Rechtspraak

Vandaag een wat langer verhaal, een verhaal waar ik toevallig in terecht kwam, maar het gaat niet over mij, het gaat over een systeemfout. Een systeemfout die hopelijk snel tot een einde komt.

Omdat ik stronteigenwijs ben ging ik in beroep tegen een belastingaanslag, daarvoor moet je een lange adem hebben want jongens wat duurt dat lang. De belastingdienst is goed in alle tijd en ruimte te nemen die ze krijgen, en die krijgen ze ook van de Rechtspraak, maar daar kom ik nog op terug.

Als je een beroep aantekent, schrijf je een brief met daarin jouw standpunten. De tegenpartij, in casu de belastingdienst, krijgt die ook en mogen een verweer schrijven. Dat verweer ging ik eens goed bekijken, en schreef een verweer op hun verweer, dat ik bij mijn beroep stopte. Dat verweer van de belastingdienst is bijzonder en ik wil het met jullie delen.
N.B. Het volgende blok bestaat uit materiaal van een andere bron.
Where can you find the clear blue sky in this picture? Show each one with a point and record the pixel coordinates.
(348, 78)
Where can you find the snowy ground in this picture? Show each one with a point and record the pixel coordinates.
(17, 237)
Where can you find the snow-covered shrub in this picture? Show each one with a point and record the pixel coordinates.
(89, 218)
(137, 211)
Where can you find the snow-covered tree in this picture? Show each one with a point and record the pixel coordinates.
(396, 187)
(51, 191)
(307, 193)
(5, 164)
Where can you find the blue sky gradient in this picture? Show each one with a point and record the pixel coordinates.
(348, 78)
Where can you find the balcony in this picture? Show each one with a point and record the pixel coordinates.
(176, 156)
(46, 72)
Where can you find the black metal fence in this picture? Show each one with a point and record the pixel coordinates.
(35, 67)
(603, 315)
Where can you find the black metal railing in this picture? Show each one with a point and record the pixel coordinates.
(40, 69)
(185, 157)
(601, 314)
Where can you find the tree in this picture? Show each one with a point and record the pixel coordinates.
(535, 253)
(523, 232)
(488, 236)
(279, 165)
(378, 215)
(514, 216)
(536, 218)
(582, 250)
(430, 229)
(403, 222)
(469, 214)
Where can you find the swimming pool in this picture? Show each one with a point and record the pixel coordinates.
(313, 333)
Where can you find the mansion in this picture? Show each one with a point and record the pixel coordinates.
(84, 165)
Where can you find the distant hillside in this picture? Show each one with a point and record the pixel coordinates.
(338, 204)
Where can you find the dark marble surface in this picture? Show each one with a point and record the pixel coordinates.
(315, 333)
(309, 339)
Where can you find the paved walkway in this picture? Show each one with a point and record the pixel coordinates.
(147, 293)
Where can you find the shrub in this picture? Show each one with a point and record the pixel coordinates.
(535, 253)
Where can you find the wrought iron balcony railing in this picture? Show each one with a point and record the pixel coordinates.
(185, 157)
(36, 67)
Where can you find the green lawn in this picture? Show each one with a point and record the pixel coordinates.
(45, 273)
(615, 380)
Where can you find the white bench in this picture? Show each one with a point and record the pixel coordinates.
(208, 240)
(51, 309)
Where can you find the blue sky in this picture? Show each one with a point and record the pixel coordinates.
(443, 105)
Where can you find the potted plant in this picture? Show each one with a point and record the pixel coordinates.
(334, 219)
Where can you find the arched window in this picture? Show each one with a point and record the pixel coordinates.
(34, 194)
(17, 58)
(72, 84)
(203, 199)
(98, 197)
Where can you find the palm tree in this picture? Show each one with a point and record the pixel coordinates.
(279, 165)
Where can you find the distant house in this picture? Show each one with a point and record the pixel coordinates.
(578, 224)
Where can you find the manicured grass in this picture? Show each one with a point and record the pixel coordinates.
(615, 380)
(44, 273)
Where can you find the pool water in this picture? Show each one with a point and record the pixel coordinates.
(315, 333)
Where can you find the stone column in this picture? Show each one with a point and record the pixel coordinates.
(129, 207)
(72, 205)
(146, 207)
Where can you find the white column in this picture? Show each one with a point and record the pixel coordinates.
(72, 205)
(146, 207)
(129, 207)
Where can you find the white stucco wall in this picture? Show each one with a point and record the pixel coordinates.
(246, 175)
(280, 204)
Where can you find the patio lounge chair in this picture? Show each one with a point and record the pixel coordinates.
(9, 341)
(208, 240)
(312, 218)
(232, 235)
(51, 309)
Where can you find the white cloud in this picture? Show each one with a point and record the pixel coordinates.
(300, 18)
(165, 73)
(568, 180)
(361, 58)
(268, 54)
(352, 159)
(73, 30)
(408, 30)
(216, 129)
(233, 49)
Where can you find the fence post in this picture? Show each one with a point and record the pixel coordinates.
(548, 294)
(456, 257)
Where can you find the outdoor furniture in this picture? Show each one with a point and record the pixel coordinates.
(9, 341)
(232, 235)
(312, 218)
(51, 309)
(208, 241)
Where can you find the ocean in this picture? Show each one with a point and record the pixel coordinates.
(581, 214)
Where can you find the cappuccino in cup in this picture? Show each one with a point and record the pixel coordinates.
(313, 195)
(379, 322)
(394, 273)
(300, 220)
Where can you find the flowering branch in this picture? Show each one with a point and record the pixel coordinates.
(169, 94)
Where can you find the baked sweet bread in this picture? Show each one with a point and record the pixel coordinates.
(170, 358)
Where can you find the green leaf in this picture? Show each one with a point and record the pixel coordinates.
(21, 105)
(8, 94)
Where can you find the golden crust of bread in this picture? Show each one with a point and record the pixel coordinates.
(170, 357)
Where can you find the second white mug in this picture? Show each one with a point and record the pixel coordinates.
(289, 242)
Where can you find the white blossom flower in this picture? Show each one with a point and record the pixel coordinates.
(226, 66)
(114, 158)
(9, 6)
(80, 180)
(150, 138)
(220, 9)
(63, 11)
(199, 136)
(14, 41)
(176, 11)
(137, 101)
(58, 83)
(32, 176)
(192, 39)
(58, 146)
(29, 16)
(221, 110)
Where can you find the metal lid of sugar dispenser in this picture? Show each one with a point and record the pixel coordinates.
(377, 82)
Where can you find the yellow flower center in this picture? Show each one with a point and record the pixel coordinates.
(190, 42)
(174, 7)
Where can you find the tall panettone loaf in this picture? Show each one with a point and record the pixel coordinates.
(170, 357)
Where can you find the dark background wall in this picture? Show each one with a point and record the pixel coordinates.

Het verweer noemt eerst wat wetsartikelen, artikel 2.10, lid 1 (IB1), het tweede lid van artikel 3.1 (IB), Artikel 3.81 (IB), artikel 10, lid 1 (LB2), Artikel 3.146, lid 1, aanhef en onderdeel a (IB), artikel 9.2 (IB), artikel 2.18 (IB), artikel 9.2, lid 1, onderdeel a (IB). En dat ronden ze af met dat ze precies de letter van de wet uitvoeren en dus niks verkeerds doen.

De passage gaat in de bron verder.